I have a website where digital content is behind a paywall. We verify users have access by IP address. Our customers are all large companies, with static IP addresses. So, if a user is within the network of their company, then they automatically have access to our site. The problem is, we have no way of validating that the companies actually own every address on the list of addresses they give us.

Anyone have any ideas of how we verify that the companies actually own the IP addresses they are giving us.


You could physically send someone to the company and check with a simple "ifconfig" what the IP is...this is a silly solution and it's pretty bad if you're based in US and the company is in AUS. You could think about something else but the point is you should avoid IP Based Authentication at all. Suppose someone knows your company and one of your customers, he could do some penetration tests and discover their IP Address...then by using IP spoofing they fool your system.
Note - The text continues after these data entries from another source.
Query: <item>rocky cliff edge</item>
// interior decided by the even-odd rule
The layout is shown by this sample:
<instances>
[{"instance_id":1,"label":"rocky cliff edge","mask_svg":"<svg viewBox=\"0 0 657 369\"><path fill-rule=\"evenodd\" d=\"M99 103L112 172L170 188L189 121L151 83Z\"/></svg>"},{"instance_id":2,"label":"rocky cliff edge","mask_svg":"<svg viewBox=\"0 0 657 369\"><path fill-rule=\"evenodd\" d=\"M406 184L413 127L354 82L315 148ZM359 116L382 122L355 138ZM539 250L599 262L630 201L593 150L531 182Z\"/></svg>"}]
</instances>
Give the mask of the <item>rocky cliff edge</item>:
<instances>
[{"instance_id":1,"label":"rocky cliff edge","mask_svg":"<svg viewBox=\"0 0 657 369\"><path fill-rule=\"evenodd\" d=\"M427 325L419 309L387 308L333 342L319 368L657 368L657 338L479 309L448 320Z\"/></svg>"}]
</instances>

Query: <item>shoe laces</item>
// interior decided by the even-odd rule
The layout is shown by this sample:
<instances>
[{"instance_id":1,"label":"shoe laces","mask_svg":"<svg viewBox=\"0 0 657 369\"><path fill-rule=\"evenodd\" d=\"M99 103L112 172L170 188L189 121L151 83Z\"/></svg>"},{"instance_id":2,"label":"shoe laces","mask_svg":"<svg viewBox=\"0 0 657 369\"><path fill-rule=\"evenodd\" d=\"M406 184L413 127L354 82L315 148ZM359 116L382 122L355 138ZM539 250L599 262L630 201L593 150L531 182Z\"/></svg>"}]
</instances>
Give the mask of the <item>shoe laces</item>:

I think you should think about a X.509 certificate based solution implementing a sort of asymmetric challenge-response system. It's important to use asymmetric technlogy instead of symmetric to be more protected in terms of non-repudiation. Of course, you need your clients to have valid certificates...your company could act as a Certificate Authority to issue the certificates...then the customers will have to properly protect the private key. A good solution could be RSA with 2048 bit key and SHA-1 for signature (used by Twitter for example)

In general always avoid address based authentication

  • Thanks for the answer! I would upvote you if I had enough reputation points.
    – Randy
    Feb 26 '14 at 14:11

The short answer is, if they are just giving you a list of IP numbers, there is no way to verify that they are all owned by the company. However for large corporations, you can do a whois lookup on an IP range and determine the owner: http://whois.arin.net/ui

For example, if I enter, it returns that - are assigned to Google, with various details and contact information.

However, the list of IP addresses given to you by a company might include the CEO's home IP, which would no doubt be controlled by (for example) Verizon or Comcast or some other provider. Company members might travel to a conference and need access from a hotel IP.

A better solution would be to tap into a corporation's authentication scheme via OAuth or another web service, or when a user attempts to connect from an unknown IP, require a valid corporate email, and email the user a link for verification.